Legal

Privacy Policy

Last updated: 25 April 2026

PIXAM Ltd (“we”, “us”, “our”) operates the DigInto platform at diginto.tech. This Privacy Policy explains how we collect, use, store, and protect your personal data in accordance with the General Data Protection Regulation (EU) 2016/679 (GDPR) and applicable Maltese data protection law.

1. Data Controller

The data controller is PIXAM Ltd, registered in Malta. You can contact us regarding data protection matters via our Contact page.

2. Data We Collect

When you register or use the platform we collect:

  • Identity data: your name and email address, obtained from your Google or Microsoft account at login.
  • Authentication data: your OAuth provider subject identifier (Google ID / Microsoft ID), used solely to link your social login to your account.
  • Usage data: pages visited, timestamps, IP address, browser type, operating system, and approximate geolocation (country/city) derived from your IP address.
  • Forum & community content: posts and replies you submit on the platform.
  • MQTT credentials: usernames and topic assignments generated automatically when MQTT access is provisioned.
  • File upload data: files you upload via conversion tools (stored temporarily and automatically deleted after 6 hours).

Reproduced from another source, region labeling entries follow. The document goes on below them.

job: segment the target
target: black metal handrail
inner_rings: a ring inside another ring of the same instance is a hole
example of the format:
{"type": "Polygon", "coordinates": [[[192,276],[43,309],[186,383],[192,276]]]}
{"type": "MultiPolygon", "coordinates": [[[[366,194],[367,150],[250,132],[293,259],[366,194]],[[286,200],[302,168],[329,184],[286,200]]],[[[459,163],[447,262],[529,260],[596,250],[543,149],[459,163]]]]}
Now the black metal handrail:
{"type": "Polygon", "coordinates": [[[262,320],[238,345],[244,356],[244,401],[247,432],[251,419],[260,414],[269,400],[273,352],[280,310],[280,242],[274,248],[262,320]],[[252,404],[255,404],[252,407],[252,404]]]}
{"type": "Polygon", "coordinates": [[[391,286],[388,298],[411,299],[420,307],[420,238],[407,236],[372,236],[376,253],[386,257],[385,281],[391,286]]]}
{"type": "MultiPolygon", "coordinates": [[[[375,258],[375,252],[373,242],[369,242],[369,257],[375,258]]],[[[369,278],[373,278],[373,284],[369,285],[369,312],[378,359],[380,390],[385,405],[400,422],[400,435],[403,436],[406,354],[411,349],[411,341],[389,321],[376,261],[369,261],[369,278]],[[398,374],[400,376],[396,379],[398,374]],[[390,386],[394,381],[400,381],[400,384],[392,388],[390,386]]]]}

We do not collect passwords — authentication is handled entirely by Google or Microsoft.

3. Legal Basis for Processing
Purpose Legal Basis (GDPR Art.)
Account creation and authenticationContract — Art. 6(1)(b)
Platform security, rate limiting, fraud preventionLegitimate interest — Art. 6(1)(f)
Usage analytics and platform improvementLegitimate interest — Art. 6(1)(f)
Compliance with legal obligationsLegal obligation — Art. 6(1)(c)
4. How We Use Your Data
  • To create and manage your account and authenticate you on the platform.
  • To provide access to platform features (forums, tutorials, GNSS tools, Konversion).
  • To monitor and protect platform security and detect abuse.
  • To analyse usage patterns in order to improve the platform.
  • To comply with applicable legal obligations.
5. Data Sharing & Third Parties

We do not sell your personal data. We may share data with:

  • Google LLC / Microsoft Corporation — solely for OAuth authentication. Their own privacy policies apply to data processed by their platforms.
  • ip-api.com — your IP address is sent to this service to derive approximate geolocation (country, city) at login. Only anonymised results are stored.
  • Legal authorities — if required by applicable EU or Maltese law.

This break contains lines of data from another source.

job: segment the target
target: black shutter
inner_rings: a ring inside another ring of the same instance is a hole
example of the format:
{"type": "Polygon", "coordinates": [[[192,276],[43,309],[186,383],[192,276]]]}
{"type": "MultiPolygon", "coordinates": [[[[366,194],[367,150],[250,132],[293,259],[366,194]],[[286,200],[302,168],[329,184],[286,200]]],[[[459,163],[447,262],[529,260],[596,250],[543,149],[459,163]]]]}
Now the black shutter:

All data is stored on servers located within the European Union.

6. Data Retention
  • Account data: retained for as long as your account is active. Deleted within 30 days of account deletion request.
  • Login & traffic logs: retained for 14 days for security purposes, then automatically purged.
  • Uploaded files: automatically deleted after 6 hours.
  • Forum content: retained until you request deletion or your account is removed.
7. Your Rights Under GDPR

You have the following rights regarding your personal data:

  • Right of access (Art. 15): request a copy of the data we hold about you.
  • Right to rectification (Art. 16): request correction of inaccurate data.
  • Right to erasure (Art. 17): request deletion of your personal data (“right to be forgotten”).
  • Right to restriction (Art. 18): request that we restrict processing of your data.
  • Right to data portability (Art. 20): receive your data in a structured, machine-readable format.
  • Right to object (Art. 21): object to processing based on legitimate interest.
  • Right to withdraw consent: where processing is based on consent, you may withdraw it at any time.

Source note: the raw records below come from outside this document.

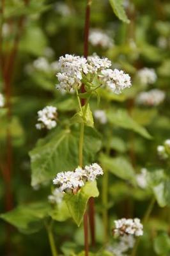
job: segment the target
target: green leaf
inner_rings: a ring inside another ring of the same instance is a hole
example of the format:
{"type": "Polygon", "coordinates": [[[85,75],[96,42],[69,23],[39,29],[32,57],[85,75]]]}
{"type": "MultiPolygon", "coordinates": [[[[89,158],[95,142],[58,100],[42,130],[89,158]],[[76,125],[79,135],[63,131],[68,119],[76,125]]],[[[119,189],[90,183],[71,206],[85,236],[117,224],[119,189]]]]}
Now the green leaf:
{"type": "Polygon", "coordinates": [[[65,221],[71,217],[66,202],[64,200],[61,204],[56,205],[49,212],[49,215],[53,220],[58,221],[65,221]]]}
{"type": "Polygon", "coordinates": [[[143,126],[138,124],[124,109],[111,109],[107,113],[109,121],[118,127],[132,130],[146,139],[151,136],[143,126]]]}
{"type": "Polygon", "coordinates": [[[65,195],[68,208],[77,226],[81,223],[89,198],[98,195],[96,181],[87,182],[76,195],[65,195]]]}
{"type": "Polygon", "coordinates": [[[119,178],[135,183],[134,170],[125,158],[112,158],[102,154],[100,156],[100,162],[104,169],[108,170],[119,178]]]}
{"type": "MultiPolygon", "coordinates": [[[[51,180],[58,172],[74,170],[78,166],[79,130],[61,131],[40,140],[30,152],[31,184],[36,186],[51,180]]],[[[99,134],[91,127],[84,131],[84,164],[91,163],[102,143],[99,134]]]]}
{"type": "Polygon", "coordinates": [[[50,206],[46,202],[22,205],[2,214],[0,217],[26,234],[35,233],[42,227],[42,220],[48,216],[50,206]]]}
{"type": "MultiPolygon", "coordinates": [[[[85,106],[84,106],[82,108],[82,111],[84,111],[85,106]]],[[[76,124],[76,123],[84,123],[84,124],[87,126],[89,126],[91,127],[94,127],[94,121],[92,112],[90,109],[89,104],[88,104],[87,109],[86,111],[86,115],[84,116],[82,111],[79,111],[71,118],[71,123],[76,124]]]]}
{"type": "Polygon", "coordinates": [[[164,207],[170,205],[170,180],[162,169],[148,172],[147,181],[158,204],[164,207]]]}
{"type": "Polygon", "coordinates": [[[123,6],[123,0],[109,0],[109,2],[116,16],[123,22],[129,23],[130,20],[128,19],[123,6]]]}
{"type": "Polygon", "coordinates": [[[153,241],[154,251],[158,255],[167,255],[170,250],[170,239],[166,233],[160,234],[153,241]]]}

To exercise any of these rights please contact us via our Contact page. We will respond within 30 days as required by GDPR.

8. Cookies & Session Data

We use a single authentication cookie (.DigintoAuth) to maintain your session across our subdomains. This cookie is strictly necessary for the platform to function and does not require consent under ePrivacy rules. It expires after 7 days of inactivity. We do not use third-party advertising or tracking cookies.

9. Security

We implement appropriate technical and organisational measures to protect your personal data, including HTTPS encryption, rate limiting, and access controls. However, no method of transmission over the internet is 100% secure.

10. Children's Privacy

The platform is not directed at children under 16. We do not knowingly collect personal data from children. If you believe a child has registered, please contact us and we will delete the account.

11. Changes to This Policy

We may update this Privacy Policy from time to time. We will post the updated version on this page with a revised date. Material changes will be communicated to registered users.

12. Complaints

If you believe we have not handled your data correctly, you have the right to lodge a complaint with the Office of the Information and Data Protection Commissioner (IDPC) of Malta at idpc.org.mt, or with the supervisory authority in your EU member state.